Unfree markets and bad game theory
UMA Oracle, Polymarket’s resolution service, states on its homepage that “As the game theory would predict, disputes are rare in practice because the incentives are always to be honest.” However, game theory describes how people should behave to reach a shared goal, not how people behave in practice.
UMA Oracle discounted the incentives to acquire many UMA tokens, which can be bought on cryptocurrency exchanges, to manipulate market outcomes for personal benefit. An X account active in the crypto prediction market space posted a screenshot of a Polymarket whale admitting they were trying to resolve the Zelenskyy suit market in their favor:
They’re not even hiding it anymore.
“It doesn’t matter about the suit. We have more UMA tokens. Force it through.”Whales openly brag about overriding truth with money@Polymarket @UMAprotocol you must do something
40% of UMA tokens are in the hands of just two people.
Do you… https://t.co/k09qL5KrXy pic.twitter.com/MXJZPIa1MA— Atlantis liquidity (@Atlantislq) July 7, 2025
Etherscan shows that 54% of UMA voting tokens are held by two traders. Since Polymarket’s resolution process depends so heavily on a few traders, the resolution operates like an oligopoly with a few wealthy traders deciding market resolutions instead of a competitive free market where an outcome truly reflects the group’s beliefs.
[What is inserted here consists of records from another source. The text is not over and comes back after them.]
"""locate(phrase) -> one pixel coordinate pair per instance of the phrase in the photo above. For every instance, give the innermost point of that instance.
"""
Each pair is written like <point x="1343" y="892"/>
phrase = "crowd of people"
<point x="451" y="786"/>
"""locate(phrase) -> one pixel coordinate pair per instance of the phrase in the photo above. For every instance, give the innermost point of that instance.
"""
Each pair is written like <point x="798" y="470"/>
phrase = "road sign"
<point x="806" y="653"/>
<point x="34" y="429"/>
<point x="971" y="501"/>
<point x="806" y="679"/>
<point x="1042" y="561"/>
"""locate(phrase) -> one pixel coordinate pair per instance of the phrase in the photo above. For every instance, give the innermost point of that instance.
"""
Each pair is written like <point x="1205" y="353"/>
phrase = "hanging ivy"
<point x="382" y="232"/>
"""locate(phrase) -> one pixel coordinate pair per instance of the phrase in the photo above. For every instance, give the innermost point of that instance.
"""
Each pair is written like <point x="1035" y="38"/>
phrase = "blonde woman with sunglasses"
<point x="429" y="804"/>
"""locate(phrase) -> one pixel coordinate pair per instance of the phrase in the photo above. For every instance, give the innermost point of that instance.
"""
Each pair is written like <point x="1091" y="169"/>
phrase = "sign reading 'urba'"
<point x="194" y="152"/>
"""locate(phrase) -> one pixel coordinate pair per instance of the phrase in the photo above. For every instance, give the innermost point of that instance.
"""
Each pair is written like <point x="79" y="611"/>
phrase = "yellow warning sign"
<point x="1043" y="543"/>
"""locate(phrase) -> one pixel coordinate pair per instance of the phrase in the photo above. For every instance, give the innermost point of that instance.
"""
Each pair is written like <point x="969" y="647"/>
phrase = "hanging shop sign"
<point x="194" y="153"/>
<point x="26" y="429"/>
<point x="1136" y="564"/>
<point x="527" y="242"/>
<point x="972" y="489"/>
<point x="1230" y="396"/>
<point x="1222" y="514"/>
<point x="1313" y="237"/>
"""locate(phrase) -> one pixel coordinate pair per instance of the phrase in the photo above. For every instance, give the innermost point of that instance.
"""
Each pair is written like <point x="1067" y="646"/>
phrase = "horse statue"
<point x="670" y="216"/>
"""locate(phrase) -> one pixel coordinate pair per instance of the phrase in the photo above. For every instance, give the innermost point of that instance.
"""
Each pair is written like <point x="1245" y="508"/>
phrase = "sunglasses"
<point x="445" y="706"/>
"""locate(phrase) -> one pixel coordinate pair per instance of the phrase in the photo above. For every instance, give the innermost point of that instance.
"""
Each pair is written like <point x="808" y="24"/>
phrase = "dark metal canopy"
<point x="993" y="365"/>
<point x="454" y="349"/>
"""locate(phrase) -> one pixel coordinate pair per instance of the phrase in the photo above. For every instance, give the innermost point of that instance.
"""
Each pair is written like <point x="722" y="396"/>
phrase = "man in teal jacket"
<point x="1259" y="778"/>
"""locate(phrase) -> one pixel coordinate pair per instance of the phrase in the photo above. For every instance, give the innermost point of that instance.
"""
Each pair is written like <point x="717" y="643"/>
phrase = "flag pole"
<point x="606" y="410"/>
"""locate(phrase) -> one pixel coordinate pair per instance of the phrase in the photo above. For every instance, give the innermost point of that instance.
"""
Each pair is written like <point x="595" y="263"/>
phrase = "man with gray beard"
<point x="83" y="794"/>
As Dustin Gouker pointed out in a Substack post, the Polymarket resolution criteria in this case failed to clearly define what would constitute a “suit” for the market to resolve as ‘Yes.’ Menswear expert “derek guy” on X weighed in on the controversy in a Twitter thread, confirming that whether the outfit would be considered a “suit” or not is debatable.
Third-party resolution done better
In contrast to Polymarket’s oligopic resolution process, CFTC-regulated prediction market Kalshi lists the third-party sources it uses to resolve its markets ahead of time. Kalshi has consistently had less controversial market resolutions than Polymarket because of Kalshi’s better clarity of resolution terms.
For example, Kalshi’s market on whether the United States would ban TikTok linked to the Library of Congress where the outcome of the ban would be verified, eliminating the reliance on wealthy traders to decide how a market should be settled. In contrast, for the same market, Polymarket wrote:
“The primary resolution source for this market will be information from the US federal government, however a consensus of credible reporting will also be used.”
While Polymarket and Kalshi arrived at the same conclusion in that case, Polymarket went through two rounds of disputes over whether the Supreme Court’s ruling upholding the TikTok ban went into effect on Jan. 19, 2025. Kalshi didn’t, though the ban’s short duration made the market on both platforms controversial.
As Polymarket continues to struggle with UMA whales, the controversy can help Kalshi position itself as a more reliable prediction market. Polymarket’s existence outside of U.S. jurisdiction may allow it to offer markets that Kalshi can’t, like the odds of war or a military invasion. However, offering markets on a few taboo topics many participants are interested in trading on can’t save Polymarket from the reputational damage that comes with continued UMA resolution scandals.